CSPAD CBFs are not used directly by cctbx.xfel at this time. This aspect of the project is under development. The complete specification for CSPAD CBFs is laid out in an article in the Computational Crystallographic Newsletter: "XFEL Detectors and ImageCIF", Computational Crystallography Newsletter 5, 19-24. (Reprint). CSPAD CBFs

Creating CSPAD CBFs from XTC streams

cctbx.xfel.xtc_dump is useful for converting XTC streams to CBF files as needed. Use -c to get a listing of all options, and -c -a 2 to get a full listing with help strings. Example command:

 cd ~/myrelease # or wherever your release is
 cctbx.xfel.xtc_dump dispatch.max_events=1 input.experiment=xpptut15 input.address=cspad \
   input.run_num=54 format.file_format=cbf output.output_dir=xpptut15/out \
   format.cbf.detz_offset=100 input.override_energy=7000

Here, one image is created from experiment xpptut15, run 54. You can display the image with cctbx.image_viewer xpptut15/out/*.cbf. Note the pink gaps between the tiles. This results from the segmented nature of the CSPAD, preserved in the CBF file.

xpptut15 is data from XPP's CSPAD and was collected without xray's on. Hence format.cbf.detz_offset=100 input.override_energy=7000 are set to fake values in this command.

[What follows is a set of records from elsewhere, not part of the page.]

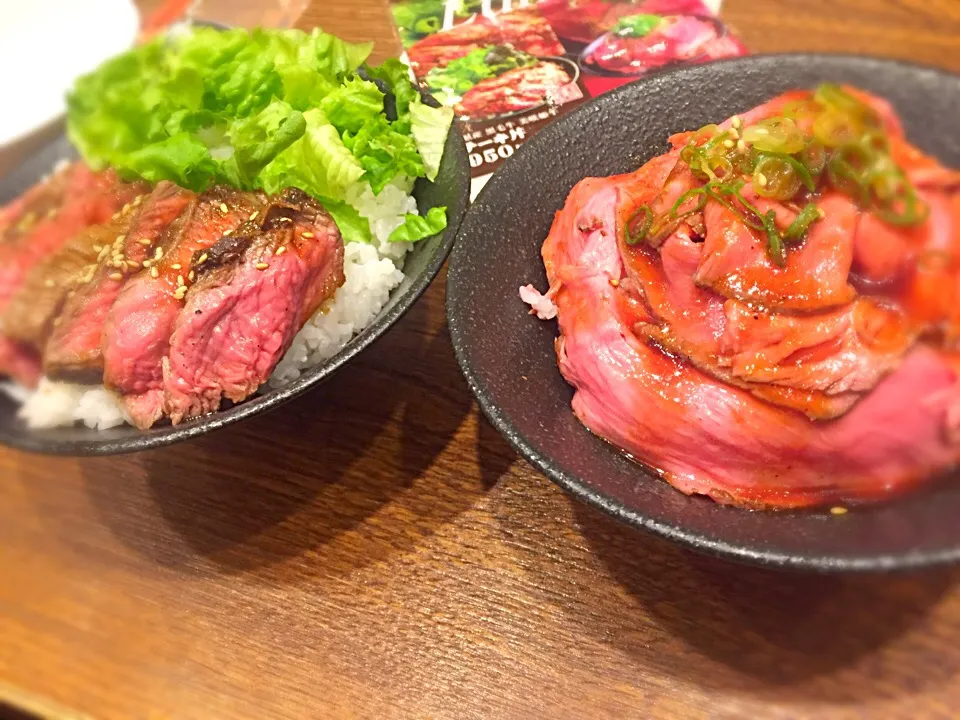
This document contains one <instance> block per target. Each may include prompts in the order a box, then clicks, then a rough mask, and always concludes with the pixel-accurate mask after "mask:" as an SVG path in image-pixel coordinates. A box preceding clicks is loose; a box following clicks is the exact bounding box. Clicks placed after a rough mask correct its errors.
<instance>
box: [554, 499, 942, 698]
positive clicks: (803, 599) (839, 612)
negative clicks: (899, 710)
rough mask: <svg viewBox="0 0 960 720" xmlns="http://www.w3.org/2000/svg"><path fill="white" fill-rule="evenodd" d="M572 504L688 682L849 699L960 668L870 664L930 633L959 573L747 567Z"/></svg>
mask: <svg viewBox="0 0 960 720" xmlns="http://www.w3.org/2000/svg"><path fill="white" fill-rule="evenodd" d="M571 502H573V501H571ZM574 506H575V507H574V511H573V513H574V517H575V519H576V523H577V525H578V527H579V529H580V531H581V532H582V535H583V537H584V539H585V540H586V542H587V546H588V547H589V548H590V549H591V550H592V551H593V552H594V553H595V555H596V557H597V558H598V560H599V562H600V563H601V566H602V568H604V569H605V570H606V571H607V572H608V573H609V575H610V577H611V578H612V579H613V580H615V581H616V582H618V583H619V584H620V585H621V586H622V587H623V588H624V589H625V590H626V591H627V592H628V593H629V594H630V595H631V596H632V597H633V598H634V599H635V600H636V602H637V603H638V605H639V606H640V607H641V608H642V609H643V611H644V612H645V613H647V614H648V617H649V618H650V619H652V620H653V621H654V622H655V623H656V624H657V625H658V626H659V627H660V628H661V630H662V631H664V632H666V633H668V634H669V635H670V636H672V640H675V641H678V642H679V643H680V644H681V647H682V648H684V649H685V651H681V652H676V653H670V652H664V653H657V654H656V658H657V661H658V662H660V663H661V664H662V668H661V669H662V670H664V671H665V672H668V673H670V674H672V675H674V676H677V677H678V678H681V679H683V680H685V681H688V682H690V683H692V684H697V685H707V686H710V687H714V688H717V689H734V690H744V691H747V690H748V691H750V692H751V694H758V695H761V696H768V697H769V699H785V700H790V699H793V700H805V701H810V700H818V701H828V702H838V703H843V702H850V701H855V700H861V699H865V698H869V697H873V696H890V695H891V694H915V693H920V692H923V691H924V690H929V689H932V688H935V687H938V686H941V685H945V684H947V683H950V682H952V681H954V679H955V678H956V676H957V674H958V671H960V667H958V666H957V664H956V655H953V656H951V657H934V658H931V659H930V662H929V663H925V664H923V665H922V666H918V665H916V664H913V663H911V660H913V661H915V660H916V655H913V656H909V655H907V654H906V653H905V654H904V656H903V657H904V659H905V660H906V662H904V663H897V662H890V661H887V662H880V661H879V660H875V659H872V658H870V655H871V654H872V653H874V652H879V651H881V650H883V651H884V652H885V651H887V650H890V649H891V647H888V646H896V645H898V644H906V645H909V644H910V643H911V642H916V641H915V640H913V641H911V640H910V639H909V638H907V637H905V636H907V635H908V633H910V632H911V631H918V630H920V629H921V628H922V627H923V623H924V618H925V616H926V615H927V614H928V613H929V612H931V610H932V609H933V608H934V607H935V606H936V604H937V602H938V601H939V600H940V599H941V598H942V597H943V596H944V595H945V594H946V593H947V592H948V591H949V590H950V589H951V587H952V586H953V585H955V584H956V582H957V580H958V579H960V571H958V570H956V569H951V568H947V569H943V568H941V569H936V570H930V571H926V572H921V573H912V574H893V575H846V576H842V575H816V574H802V573H790V572H783V571H777V570H770V569H765V568H757V567H748V566H745V565H740V564H735V563H732V562H729V561H725V560H718V559H715V558H711V557H706V556H703V555H699V554H695V553H693V552H690V551H687V550H684V549H681V548H679V547H676V546H674V545H672V544H670V543H668V542H666V541H664V540H662V539H659V538H654V537H651V536H648V535H646V534H644V533H641V532H638V531H636V530H634V529H632V528H629V527H626V526H624V525H622V524H621V523H619V522H617V521H615V520H613V519H612V518H610V517H607V516H606V515H604V514H602V513H600V512H599V511H597V510H595V509H593V508H590V507H586V506H584V505H582V504H579V503H574ZM596 630H597V632H600V633H603V635H604V636H605V637H608V638H611V639H612V642H614V643H615V644H616V645H617V646H618V647H620V648H621V649H622V650H626V651H627V652H630V653H637V652H643V654H644V655H645V656H649V649H647V650H643V645H644V642H645V640H648V638H644V637H643V635H642V634H641V633H640V631H639V628H638V627H630V626H629V625H628V626H627V627H625V628H623V631H622V632H617V633H614V634H612V635H611V634H610V632H609V628H604V627H600V628H596ZM952 641H953V640H952V638H949V637H948V638H944V640H943V642H946V643H951V642H952ZM893 649H894V650H895V651H896V648H893ZM846 668H849V669H850V671H851V672H848V673H844V669H846ZM851 673H852V675H851Z"/></svg>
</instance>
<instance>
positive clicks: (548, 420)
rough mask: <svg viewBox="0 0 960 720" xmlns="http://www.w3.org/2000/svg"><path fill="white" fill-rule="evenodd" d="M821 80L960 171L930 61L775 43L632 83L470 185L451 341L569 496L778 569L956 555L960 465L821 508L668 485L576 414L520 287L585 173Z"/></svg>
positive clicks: (945, 112) (507, 415)
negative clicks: (941, 474) (473, 198)
mask: <svg viewBox="0 0 960 720" xmlns="http://www.w3.org/2000/svg"><path fill="white" fill-rule="evenodd" d="M823 82H838V83H849V84H851V85H854V86H857V87H861V88H863V89H865V90H867V91H870V92H873V93H875V94H877V95H879V96H881V97H884V98H886V99H888V100H889V101H890V102H891V103H892V105H893V107H894V109H895V111H896V112H897V114H898V115H899V117H900V118H901V120H902V122H903V125H904V128H905V131H906V135H907V138H908V139H909V140H910V141H911V142H912V143H913V144H915V145H916V146H918V147H919V148H920V149H921V150H923V151H925V152H927V153H930V154H932V155H933V156H935V157H936V158H938V159H939V160H940V162H942V163H943V164H944V165H946V166H948V167H953V168H957V167H960V134H958V132H957V130H956V124H955V119H956V117H957V116H958V114H960V78H958V77H957V76H956V75H952V74H949V73H946V72H942V71H939V70H936V69H931V68H925V67H919V66H915V65H909V64H905V63H900V62H895V61H888V60H879V59H869V58H859V57H853V56H827V55H780V56H755V57H751V58H742V59H736V60H728V61H722V62H717V63H713V64H709V65H703V66H697V67H691V68H685V69H680V70H675V71H672V72H667V73H663V74H658V75H656V76H653V77H651V78H648V79H644V80H640V81H638V82H636V83H633V84H631V85H627V86H624V87H622V88H620V89H618V90H615V91H613V92H610V93H608V94H605V95H603V96H601V97H600V98H598V99H596V100H594V101H593V102H591V103H588V104H586V105H584V106H582V107H581V108H579V109H577V110H576V111H575V112H573V113H571V114H569V115H566V116H564V117H562V118H560V119H559V120H558V121H557V122H555V123H553V124H551V125H550V126H549V127H547V128H546V129H545V130H543V131H542V132H540V133H538V134H537V135H536V136H535V137H534V138H532V139H531V140H530V141H529V142H527V143H526V144H525V145H524V146H523V147H522V148H521V149H520V150H519V151H518V152H517V153H516V155H514V157H513V158H511V159H510V160H508V161H507V162H506V163H505V164H504V165H503V167H502V168H501V169H500V170H499V171H498V172H497V173H496V174H495V176H494V177H493V178H492V179H491V181H490V182H489V183H488V184H487V185H486V187H485V188H484V190H483V191H482V192H481V194H480V196H479V197H478V198H477V200H476V202H475V203H474V205H473V206H472V207H471V209H470V211H469V212H468V214H467V217H466V218H465V220H464V222H463V225H462V226H461V230H460V233H459V236H458V241H457V245H456V247H455V249H454V252H453V255H452V257H451V261H450V268H449V274H448V280H447V315H448V320H449V325H450V331H451V336H452V340H453V345H454V348H455V351H456V354H457V358H458V360H459V362H460V365H461V367H462V369H463V372H464V374H465V375H466V378H467V381H468V383H469V385H470V388H471V390H472V391H473V392H474V394H475V395H476V397H477V398H478V400H479V403H480V406H481V408H482V410H483V412H484V413H485V414H486V416H487V417H488V418H489V420H490V421H491V422H492V423H493V425H494V426H495V427H496V428H497V429H498V430H499V431H500V432H501V433H502V434H503V435H504V437H506V438H507V440H509V442H510V443H511V444H512V445H513V446H514V447H515V448H516V449H517V451H518V452H519V453H521V454H522V455H523V456H524V457H525V458H527V459H528V460H529V461H530V462H531V463H532V464H533V465H534V466H535V467H537V468H538V469H540V470H541V471H542V472H543V473H544V474H545V475H547V477H549V478H550V479H551V480H553V481H554V482H556V483H558V484H559V485H561V486H562V487H563V488H565V489H566V490H568V491H569V492H570V493H571V494H573V495H574V496H575V497H577V498H578V499H580V500H583V501H585V502H588V503H591V504H593V505H596V506H597V507H599V508H601V509H602V510H604V511H606V512H608V513H610V514H612V515H614V516H615V517H617V518H619V519H621V520H623V521H624V522H627V523H629V524H631V525H633V526H635V527H638V528H642V529H644V530H648V531H651V532H654V533H656V534H658V535H661V536H664V537H666V538H668V539H671V540H673V541H676V542H678V543H681V544H683V545H685V546H688V547H690V548H693V549H696V550H700V551H703V552H707V553H711V554H714V555H721V556H726V557H730V558H734V559H737V560H740V561H745V562H753V563H762V564H766V565H771V566H777V567H784V568H806V569H817V570H824V571H836V570H882V569H892V568H912V567H919V566H926V565H933V564H941V563H948V562H956V561H957V560H958V559H960V525H958V524H957V522H956V517H957V515H958V514H960V482H958V477H960V476H958V473H957V472H956V471H951V472H950V473H948V474H947V476H946V477H944V478H931V480H930V482H928V483H925V485H924V487H923V488H922V489H919V490H917V491H915V492H913V493H912V494H908V495H904V496H901V497H900V498H899V499H896V500H893V501H889V502H885V503H882V504H874V505H869V504H867V505H861V506H855V507H852V508H850V511H849V512H847V513H846V514H843V515H833V514H831V513H830V512H829V511H828V509H820V510H813V511H791V512H756V511H749V510H743V509H739V508H736V507H729V506H724V505H720V504H718V503H715V502H714V501H712V500H710V499H707V498H704V497H702V496H687V495H684V494H682V493H680V492H678V491H677V490H675V489H674V488H673V487H671V486H670V485H668V484H667V483H666V482H664V481H663V480H661V479H660V478H659V477H658V475H657V474H656V473H655V472H653V471H652V470H650V469H649V468H647V467H645V466H644V465H641V464H639V463H637V462H634V461H633V460H631V459H630V458H628V457H627V456H626V455H625V454H624V453H622V452H620V451H618V450H617V449H616V448H614V447H613V446H612V445H609V444H608V443H606V442H605V441H604V440H602V439H601V438H599V437H597V436H595V435H593V434H591V433H590V432H589V431H588V430H587V429H586V427H584V425H582V424H581V423H580V421H579V420H578V419H577V417H576V416H575V415H574V413H573V411H572V410H571V399H572V397H573V388H572V387H571V386H570V385H568V384H567V383H566V382H565V381H564V379H563V377H562V376H561V375H560V372H559V371H558V368H557V354H556V352H555V348H554V341H555V339H556V337H557V325H556V323H555V322H553V321H549V322H544V321H541V320H538V319H537V318H536V317H535V316H531V315H530V314H529V310H530V308H529V307H528V306H527V305H525V304H524V303H523V302H521V300H520V299H519V297H518V289H519V288H520V287H521V286H523V285H527V284H528V283H532V284H533V285H534V286H535V287H537V288H539V289H540V290H541V291H542V290H544V289H546V287H547V280H546V275H545V271H544V267H543V262H542V259H541V254H540V252H541V246H542V244H543V241H544V239H545V238H546V236H547V234H548V231H549V230H550V227H551V223H552V222H553V219H554V214H555V213H556V212H557V211H558V210H560V209H561V207H563V205H564V201H565V199H566V198H567V195H568V194H569V192H570V190H571V189H572V188H573V187H574V185H576V184H577V183H578V182H579V181H580V180H582V179H583V178H585V177H604V176H609V175H615V174H620V173H627V172H631V171H633V170H636V169H637V168H638V167H640V166H641V165H643V164H644V163H646V162H647V161H648V160H650V159H651V158H653V157H655V156H658V155H660V154H661V153H663V152H665V151H666V150H667V149H668V143H667V137H668V136H669V135H671V134H673V133H676V132H679V131H684V130H694V129H697V128H699V127H702V126H704V125H706V124H708V123H714V122H719V121H721V120H723V119H725V118H728V117H730V116H731V115H733V114H735V113H741V112H745V111H747V110H749V109H750V108H753V107H755V106H757V105H759V104H760V103H763V102H764V101H766V100H768V99H770V98H772V97H774V96H776V95H778V94H779V93H781V92H784V91H786V90H790V89H795V88H812V87H815V86H817V85H818V84H820V83H823ZM650 422H655V419H651V420H650ZM691 422H695V420H691ZM697 451H698V448H690V452H691V453H695V452H697ZM715 462H716V463H723V462H724V458H723V457H716V458H715ZM771 470H772V471H775V470H776V468H771ZM837 471H838V472H841V471H842V469H840V468H838V469H837Z"/></svg>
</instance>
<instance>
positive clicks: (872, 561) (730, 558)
mask: <svg viewBox="0 0 960 720" xmlns="http://www.w3.org/2000/svg"><path fill="white" fill-rule="evenodd" d="M784 58H790V59H791V60H792V61H795V62H804V61H811V60H831V61H834V62H840V63H856V64H861V65H867V66H869V65H873V66H875V67H878V66H886V67H889V66H896V67H900V68H902V69H904V70H912V71H917V70H920V71H924V72H928V73H933V74H936V75H941V76H948V77H951V78H955V79H960V73H955V72H952V71H950V70H947V69H945V68H940V67H936V66H933V65H927V64H923V63H915V62H910V61H906V60H901V59H897V58H883V57H878V56H873V55H862V54H854V53H814V52H788V53H763V54H756V55H749V56H744V57H737V58H728V59H724V60H717V61H714V62H711V63H705V64H699V65H688V66H682V67H677V68H671V69H668V70H664V71H662V72H658V73H654V74H651V75H648V76H644V77H640V78H638V79H636V80H634V81H632V82H629V83H627V84H624V85H622V86H619V87H617V88H614V89H613V90H610V91H608V92H605V93H602V94H601V95H598V96H597V97H595V98H593V99H591V100H590V101H588V102H586V103H583V104H582V105H580V106H579V107H577V108H575V109H574V110H573V111H571V112H570V113H567V114H565V115H564V116H563V117H562V118H558V120H557V121H556V122H554V123H551V124H550V125H549V126H547V127H546V128H544V129H543V130H541V131H540V132H539V133H537V135H536V136H535V137H534V138H532V139H531V140H530V141H529V142H527V143H524V144H523V145H522V146H521V147H520V148H519V149H518V151H517V152H516V153H515V154H514V156H513V157H511V158H510V159H508V160H507V161H506V162H505V163H504V165H507V164H508V163H510V162H511V161H513V160H514V158H517V157H526V155H527V154H532V153H535V152H537V151H538V147H537V146H538V145H540V144H545V145H546V144H548V143H550V142H551V138H553V137H554V136H562V131H563V125H564V122H573V121H572V120H571V118H574V117H576V116H577V114H578V113H587V112H590V111H591V110H592V109H593V107H594V106H595V105H598V104H600V103H612V102H616V101H617V98H618V96H619V95H621V94H625V93H631V92H633V91H634V90H633V89H634V88H635V87H636V86H638V85H641V84H643V83H647V82H656V81H660V80H662V78H663V77H664V76H666V75H673V74H688V73H709V72H710V71H711V68H713V67H715V66H730V65H763V64H765V63H776V62H777V61H778V60H782V59H784ZM503 177H505V176H504V174H503V173H500V172H498V173H495V174H494V176H493V177H492V178H491V179H490V182H488V183H487V184H486V185H485V186H484V188H483V189H482V190H481V191H480V193H479V195H478V196H477V197H476V198H475V200H474V202H473V204H472V205H471V207H470V210H469V211H468V212H467V214H466V216H465V217H464V219H463V222H462V223H461V229H460V232H459V233H458V240H459V242H458V243H457V247H456V248H455V249H454V252H453V253H452V254H451V257H450V267H449V271H448V274H447V287H446V297H447V299H446V314H447V325H448V327H449V330H450V338H451V343H452V345H453V350H454V355H455V357H456V359H457V363H458V364H459V365H460V369H461V371H462V372H463V375H464V377H465V378H466V381H467V385H468V386H469V388H470V391H471V392H472V393H473V395H474V397H475V398H476V399H477V403H478V405H479V407H480V410H481V412H482V413H483V415H484V417H486V418H487V420H489V421H490V423H491V424H492V425H493V426H494V428H496V430H497V431H498V432H499V433H500V434H501V435H502V436H503V437H504V438H505V439H506V440H507V442H508V443H509V444H510V445H511V446H512V447H513V448H514V450H516V451H517V452H518V453H519V454H520V455H521V456H522V457H523V458H524V459H526V460H527V461H528V462H530V464H531V465H533V466H534V467H535V468H536V469H537V470H539V471H540V472H541V473H543V474H544V475H546V476H547V478H548V479H549V480H551V481H552V482H553V483H555V484H556V485H559V486H560V487H561V488H562V489H563V490H565V491H566V492H568V493H570V494H571V495H573V496H574V497H575V498H577V499H578V500H581V501H583V502H585V503H587V504H588V505H592V506H593V507H595V508H597V509H599V510H601V511H602V512H604V513H605V514H607V515H609V516H611V517H614V518H616V519H618V520H620V521H623V522H625V523H627V524H628V525H630V526H632V527H635V528H639V529H641V530H645V531H647V532H650V533H652V534H654V535H658V536H660V537H662V538H664V539H666V540H670V541H672V542H675V543H677V544H678V545H680V546H682V547H684V548H687V549H689V550H693V551H695V552H698V553H700V554H705V555H710V556H713V557H716V558H721V559H725V560H732V561H735V562H738V563H741V564H748V565H754V566H763V567H768V568H773V569H780V570H792V571H806V572H815V573H822V574H830V573H840V572H843V573H849V572H855V573H871V572H890V571H913V570H918V569H924V568H931V567H936V566H942V565H947V564H953V563H957V562H960V546H958V547H956V548H952V549H946V550H931V551H912V552H905V553H897V554H887V555H880V554H878V555H872V556H843V555H837V554H831V555H828V554H826V553H820V554H819V555H812V554H796V555H793V554H790V553H786V552H781V551H777V550H755V549H752V548H749V547H744V546H742V545H740V544H737V543H732V542H728V541H726V540H717V539H712V538H709V537H707V536H706V535H704V534H701V533H699V532H694V531H689V530H686V529H685V528H684V527H683V526H681V525H674V524H671V523H669V522H665V521H660V520H657V519H654V518H651V517H648V516H647V515H645V514H643V513H642V512H638V511H636V510H631V509H629V508H628V507H626V506H625V505H624V504H623V503H621V502H620V501H619V500H617V499H615V498H613V497H612V496H610V495H608V494H606V493H603V492H600V491H599V490H597V489H595V488H594V487H593V486H592V485H591V484H590V483H589V482H587V481H586V480H584V479H583V478H581V477H579V476H578V475H576V474H574V473H570V472H566V471H564V470H562V469H561V468H560V467H558V466H557V465H556V464H555V463H554V462H553V460H552V459H551V458H550V457H547V456H546V455H544V454H542V453H541V452H539V451H538V450H537V449H536V447H535V446H534V444H533V443H532V442H531V441H530V440H529V439H528V438H527V437H526V435H525V434H524V432H523V431H522V430H521V428H519V427H517V426H515V425H514V424H513V423H511V422H510V421H508V419H507V418H506V417H505V415H504V413H503V412H502V411H501V409H500V408H499V407H498V406H497V404H496V403H494V402H493V398H492V397H491V393H490V391H489V389H488V388H487V386H486V384H485V382H484V380H483V377H482V373H480V372H478V371H477V368H476V367H474V366H473V365H472V364H471V363H470V361H469V359H468V358H467V357H466V354H465V349H464V345H465V336H466V334H467V333H468V332H469V327H468V326H469V323H461V322H460V318H459V317H458V315H457V314H456V313H455V312H454V306H455V305H457V304H458V302H459V300H458V297H459V295H460V292H461V290H460V285H459V278H460V277H461V275H467V274H466V273H462V271H461V270H460V265H461V263H463V262H465V258H466V255H467V254H468V253H469V246H470V243H469V242H467V240H466V238H465V237H464V238H463V239H462V240H461V236H462V235H463V233H464V230H465V229H466V227H467V226H468V224H469V221H470V219H471V214H477V215H478V214H479V213H480V212H482V211H483V210H484V209H485V208H486V207H487V206H486V204H485V202H484V201H485V199H486V197H487V196H488V195H492V194H493V193H494V192H496V191H497V189H498V187H499V185H500V183H501V182H503ZM564 382H566V381H564ZM583 431H584V432H589V430H587V429H586V428H583ZM676 492H679V491H676ZM742 512H750V511H747V510H742Z"/></svg>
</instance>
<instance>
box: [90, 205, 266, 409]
mask: <svg viewBox="0 0 960 720" xmlns="http://www.w3.org/2000/svg"><path fill="white" fill-rule="evenodd" d="M264 202H265V198H264V197H263V196H262V195H261V194H258V193H246V192H241V191H235V190H230V189H228V188H223V187H215V188H212V189H210V190H207V191H206V192H204V193H202V194H201V195H200V197H199V198H198V200H197V201H196V202H195V203H193V204H192V205H191V206H190V207H189V208H188V209H187V210H186V211H185V212H184V213H183V214H182V215H181V216H180V217H179V218H178V219H177V221H176V228H175V231H174V232H171V233H164V234H163V235H162V237H161V238H160V242H159V243H158V244H157V246H156V247H157V248H159V250H160V257H159V259H158V260H156V262H154V263H151V267H150V268H149V270H148V271H146V272H142V273H140V274H139V275H137V276H136V277H134V278H132V279H131V280H130V281H129V282H128V283H127V284H126V285H125V286H124V287H123V289H122V290H121V291H120V294H119V295H118V297H117V299H116V302H115V303H114V304H113V307H112V308H111V309H110V312H108V313H107V321H106V323H105V325H104V335H103V361H104V383H105V384H106V386H107V387H108V388H110V389H113V390H115V391H117V392H119V393H120V394H121V396H122V400H123V403H124V405H125V407H126V409H127V411H128V412H129V414H130V416H131V419H132V420H133V422H134V424H135V425H136V426H137V427H140V428H147V427H150V426H151V425H153V424H154V423H155V422H156V421H157V420H158V419H160V417H161V416H162V415H163V369H162V361H163V358H164V357H166V355H167V351H168V349H169V344H170V334H171V333H172V332H173V328H174V324H175V323H176V320H177V316H178V315H179V314H180V310H181V308H182V307H183V300H184V296H185V294H186V291H187V288H188V287H189V285H190V284H192V281H191V279H190V272H191V263H192V261H193V259H194V257H195V256H197V255H198V253H199V254H202V252H203V251H204V250H209V249H210V247H212V246H213V245H214V244H215V243H216V242H217V241H218V240H219V239H220V238H222V237H224V235H229V234H230V233H231V232H233V231H234V230H235V229H236V228H237V227H238V226H240V225H241V224H242V223H244V222H246V221H248V220H250V219H251V218H254V217H256V216H257V215H258V214H259V213H260V212H261V211H262V210H263V206H264ZM150 249H151V250H152V251H154V252H155V249H154V248H150Z"/></svg>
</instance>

Converting from SLAC's metrology to CBF

The tile positions of the hierarchical CSPAD detector are specified by SLAC in a geometry file in the calib folder of each experiment. Typically this file is named something like If desired, this file can be converted to just the human readable header portion of a CSPAD cbf using the cctbx.xfel command cxi.slaccalib2cbfheader. Example:

 cxi.slaccalib2cbfheader out=tmp.cbf

This cbf header can be converted back to SLAC format using cxi.cbfheader2slaccalib:

 cxi.cbfheader2slaccalib cbf_header=tmp.cbf

Displaying metrology files

cxi.display_metrology <filename> can be used to show a plot of tile positions. It accepts SLAC metrology files, CSPAD CBFs and image pickles.